-
Hola,
Fulanito, cuánto tiempo, ¿cómo estás?
-
Bien, ¿o te lo
cuento?
Este
diálogo simplón en plan chiste siempre me ha parecido sumamente descriptivo de
la realidad, al menos en mi caso. Hay épocas en que no me aguanto ni yo misma,
en que me replanteo mi mundo de cabo a rabo y ya no tengo nada en pie. Momentos
en que estoy rota por dentro, por unas u otras circunstancias… Y si me
preguntan, allá que voy, con sonrisa incluida, entonando, casi cantando, un ya
habitual: “Muy bien, gracias”
Mentira.
Pero
mentira de la buena, mentira de la que se dice por no agobiar al otro con tus
desasosiegos, o por las prisas (“¿cómo le resumo yo ahora a éste mi situación
en 2 minutos?”), o por comodidad (“total, ¿pa’qué?”), por “economía” (“¿qué
gano yo contándole cómo estoy de verdad?”), o por miedo.
Sí,
yo en mi “Bien, gracias”, a veces veo miedo. Miedo a que se descubra que no
sólo soy esa persona sonriente y despreocupada que muestro a menudo. Miedo a exponer
mi vulnerabilidad. Qué tontería, ¿no? Pues, sí.
Miedo
y vergüenza.
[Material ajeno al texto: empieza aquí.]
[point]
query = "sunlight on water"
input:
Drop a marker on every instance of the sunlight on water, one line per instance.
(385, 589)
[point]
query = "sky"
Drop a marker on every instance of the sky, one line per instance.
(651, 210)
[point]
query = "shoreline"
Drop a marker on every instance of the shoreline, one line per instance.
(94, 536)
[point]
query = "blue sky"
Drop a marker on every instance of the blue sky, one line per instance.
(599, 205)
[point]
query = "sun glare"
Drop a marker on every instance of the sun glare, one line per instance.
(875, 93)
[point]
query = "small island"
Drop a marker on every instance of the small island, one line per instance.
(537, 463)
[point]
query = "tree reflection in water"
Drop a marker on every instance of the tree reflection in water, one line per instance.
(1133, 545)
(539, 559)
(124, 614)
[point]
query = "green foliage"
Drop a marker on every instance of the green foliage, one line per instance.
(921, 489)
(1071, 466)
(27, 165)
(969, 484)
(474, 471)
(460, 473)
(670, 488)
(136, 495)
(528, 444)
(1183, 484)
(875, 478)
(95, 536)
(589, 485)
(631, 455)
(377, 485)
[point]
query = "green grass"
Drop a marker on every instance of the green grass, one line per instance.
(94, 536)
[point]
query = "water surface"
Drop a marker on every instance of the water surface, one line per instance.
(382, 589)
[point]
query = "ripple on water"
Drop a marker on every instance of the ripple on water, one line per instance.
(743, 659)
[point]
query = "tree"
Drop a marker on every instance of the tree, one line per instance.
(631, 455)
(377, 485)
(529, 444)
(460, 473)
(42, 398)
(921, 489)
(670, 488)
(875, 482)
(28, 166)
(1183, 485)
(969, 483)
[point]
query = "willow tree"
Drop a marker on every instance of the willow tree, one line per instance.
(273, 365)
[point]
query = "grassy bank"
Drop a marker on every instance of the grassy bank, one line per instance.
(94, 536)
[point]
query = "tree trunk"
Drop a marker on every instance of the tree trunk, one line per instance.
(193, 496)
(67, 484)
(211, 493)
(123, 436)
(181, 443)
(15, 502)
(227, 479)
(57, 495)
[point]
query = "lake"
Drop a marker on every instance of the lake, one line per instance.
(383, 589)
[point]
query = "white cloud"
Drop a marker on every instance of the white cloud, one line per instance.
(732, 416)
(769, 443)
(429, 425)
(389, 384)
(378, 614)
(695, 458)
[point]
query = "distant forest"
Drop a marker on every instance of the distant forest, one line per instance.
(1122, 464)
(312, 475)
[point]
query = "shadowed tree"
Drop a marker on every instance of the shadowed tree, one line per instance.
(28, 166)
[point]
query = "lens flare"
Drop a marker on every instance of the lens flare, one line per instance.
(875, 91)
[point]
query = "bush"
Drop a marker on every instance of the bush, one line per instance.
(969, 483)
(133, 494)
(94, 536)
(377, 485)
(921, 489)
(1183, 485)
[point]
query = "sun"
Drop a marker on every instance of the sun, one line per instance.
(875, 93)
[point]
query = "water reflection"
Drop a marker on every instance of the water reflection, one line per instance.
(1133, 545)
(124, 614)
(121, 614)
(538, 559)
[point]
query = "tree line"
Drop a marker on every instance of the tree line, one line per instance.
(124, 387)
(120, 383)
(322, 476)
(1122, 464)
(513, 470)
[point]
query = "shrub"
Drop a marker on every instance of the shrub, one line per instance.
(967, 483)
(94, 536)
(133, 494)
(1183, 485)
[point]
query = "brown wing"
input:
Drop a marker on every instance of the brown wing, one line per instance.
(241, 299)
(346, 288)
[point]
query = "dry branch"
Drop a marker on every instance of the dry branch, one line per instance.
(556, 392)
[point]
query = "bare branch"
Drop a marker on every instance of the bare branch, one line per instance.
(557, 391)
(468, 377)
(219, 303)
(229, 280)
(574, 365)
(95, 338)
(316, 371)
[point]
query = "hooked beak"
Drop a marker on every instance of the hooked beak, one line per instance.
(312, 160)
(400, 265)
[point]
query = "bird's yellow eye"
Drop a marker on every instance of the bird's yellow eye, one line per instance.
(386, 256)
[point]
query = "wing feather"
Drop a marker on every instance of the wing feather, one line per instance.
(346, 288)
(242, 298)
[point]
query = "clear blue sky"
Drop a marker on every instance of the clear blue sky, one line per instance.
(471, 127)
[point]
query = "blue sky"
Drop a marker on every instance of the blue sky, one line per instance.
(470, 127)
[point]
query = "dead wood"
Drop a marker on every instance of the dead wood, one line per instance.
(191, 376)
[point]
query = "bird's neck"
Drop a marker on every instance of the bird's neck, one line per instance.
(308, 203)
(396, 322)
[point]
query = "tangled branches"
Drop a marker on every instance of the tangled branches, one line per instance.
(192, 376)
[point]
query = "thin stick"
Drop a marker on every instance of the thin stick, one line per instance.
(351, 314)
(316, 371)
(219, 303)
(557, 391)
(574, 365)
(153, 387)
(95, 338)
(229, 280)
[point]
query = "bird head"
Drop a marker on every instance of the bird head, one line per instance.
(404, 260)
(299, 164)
Yo tengo que estar a la altura de no sé qué circunstancias y no me
perdono ni un mal gesto, ni un día gris. Al menos, no en público.
Sin
embargo, algo parece estar cambiando dentro de mí. Últimamente he decidido
experimentar… y pasar a la segunda parte del chiste. Y voy y lo cuento. A ver,
tampoco me pongo a pregonar mis interioridades a la primera de cambio, que una
es muy suya, pero pruebo a responder diferente y más sinceramente.
-¿Qué
tal?
-
¿Pero tú, con lo que eres?
-
Pues sí, yo, con lo que soy.
Y
me gustaría añadir: Con toda mi riqueza y mi miseria, con toda mi fuerza y mi
debilidad, con mi conocimiento y mi ignorancia… Toda yo: a veces, pienso que
voy hacia el abismo. Porque yo, cuando me dejo llevar por el dramatismo,
dramatizo como si no hubiera un mañana. Y me veo a pique de acabar como
Virginia Wolf, pero sin su talento, y se me viene a la cabeza la deprimente y
magistral banda sonora de Las Horas, y me veo flotando, río abajo, abandonando
toda esperanza y toda lucha…
Pero
no lo digo, o solo a algunos. Porque en el fondo, sé que yo soy esa máscara de
tragedia griega… pero sólo es eso: una máscara. Como la máscara de chica
sonriente y cordial, pizpireta y cuchufleta. Mi esencia está más allá de las
mascaras y sobrevive a la depresión y a la euforia, a los rumbos perdidos y a
los excesos de planificación. ES. Y punto.
Lo
bonito de este experimento, lo que me encanta de este permitirme mostrar un
lado más de mi multifacética personalidad, es que el otro se permite hacer lo
mismo. Y de repente, descubro frente a mí otra cara de otro multifacético
personaje. Porque a todos nos pasa un poco igual. Y mola jugar a ser los que
somos y no los que creemos que gustan más ahí afuera.